Steve, what depression? Did the people blame the last president for the Great Recession? Nope, they blamed Obama. I have been hearing for 5 years that " It will only get worse in the next few years." It is getting better. Slowly, because it was a long drop, but things are getting better. Inflation is not 10%, as we were told it would be. Unemployment is not double digits, as we were told it would be. Stock market is on it's way to a bubble, that may be true. Using a two week span as a metric for the stock market is a pretty weak argument. Why not use long term history? Because that would be a positive sign and we must NEVER point out positive signs of economic growth. That would be UN-patriotic.

Steve Bean

Sun, Jun 2, 2013 : 2:31 p.m.

Well played, clownfish. However, I invite you to see that as the last battle and move on to taking care of your own business and leaving the politics to those who aren't able to do so. Nothing can stop the current president from becoming the next Herbert Hoover in the eyes of most Americans.
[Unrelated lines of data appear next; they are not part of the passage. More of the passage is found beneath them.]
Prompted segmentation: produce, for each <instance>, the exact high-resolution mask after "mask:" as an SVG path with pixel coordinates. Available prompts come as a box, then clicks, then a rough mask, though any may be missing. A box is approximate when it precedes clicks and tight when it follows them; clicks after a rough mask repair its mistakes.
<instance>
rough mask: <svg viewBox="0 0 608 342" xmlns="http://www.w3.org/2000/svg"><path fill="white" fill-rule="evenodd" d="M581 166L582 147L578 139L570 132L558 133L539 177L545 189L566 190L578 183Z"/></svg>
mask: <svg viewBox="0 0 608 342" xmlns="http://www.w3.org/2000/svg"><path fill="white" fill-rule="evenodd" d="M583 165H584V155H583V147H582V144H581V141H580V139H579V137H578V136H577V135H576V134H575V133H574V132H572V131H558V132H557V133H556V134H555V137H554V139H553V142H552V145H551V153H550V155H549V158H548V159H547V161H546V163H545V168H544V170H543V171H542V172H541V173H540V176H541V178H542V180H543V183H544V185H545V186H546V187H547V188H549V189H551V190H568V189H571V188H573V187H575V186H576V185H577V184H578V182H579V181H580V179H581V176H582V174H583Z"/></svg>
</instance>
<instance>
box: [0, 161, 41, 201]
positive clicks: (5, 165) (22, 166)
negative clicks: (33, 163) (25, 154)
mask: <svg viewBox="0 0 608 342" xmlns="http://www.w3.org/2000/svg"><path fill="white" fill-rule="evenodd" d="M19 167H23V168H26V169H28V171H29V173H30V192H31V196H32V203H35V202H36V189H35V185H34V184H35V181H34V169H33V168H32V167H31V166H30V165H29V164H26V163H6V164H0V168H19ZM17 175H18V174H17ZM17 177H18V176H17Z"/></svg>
People blame those in office when a depression sets in. There's no getting around it. It will only get worse in the next few years.


Sun, Jun 2, 2013 : 11:40 a.m.

It's interesting that Washtenaw job growth flat-lined as early as 2005 with '06-'07 negative leading into the bust years of '08-09. It's been a long eight years.


Sun, Jun 2, 2013 : 11:03 a.m.

"It's sort of remarkable how quickly we have turned around," U-M economist Donald Grimes told in March. "I don't think we would have expected that three years ago." I guess those who stopped trying to find a job can start looking again, or maybe those teachers that were recently being terminated think they must being living in some type utopia but dont realize it. Easy for someone to say when they have a guaranteed job for life. Nice try.


Sun, Jun 2, 2013 : 2 p.m.

I wonder why teachers are looking for work? Could it be because conservatives want teachers fired or their salaries/benefits drastically reduced? I love it when people get what they want, then use it as an example of how bad things are. (when they are commenting on a story about how well some business are doing)


Sun, Jun 2, 2013 : 1:06 p.m.


Basic Bob

Sun, Jun 2, 2013 : 11:30 a.m.

No one has a guaranteed job for life. Not economists, teachers, or unskilled laborers. In the local economy, there is actually a severe shortage of workers who are qualified and willing. As qualified applicants accept the remaining jobs at YCS, they leave behind unfilled positions in other public school districts, charters, and private schools. There is great opportunity for the teachers released from YCS to continue their careers, but they might have to compete.


Sun, Jun 2, 2013 : 11:21 a.m.

I've never heard anyone say they have a guaranteed job for life. This is a gross misconception of union workers.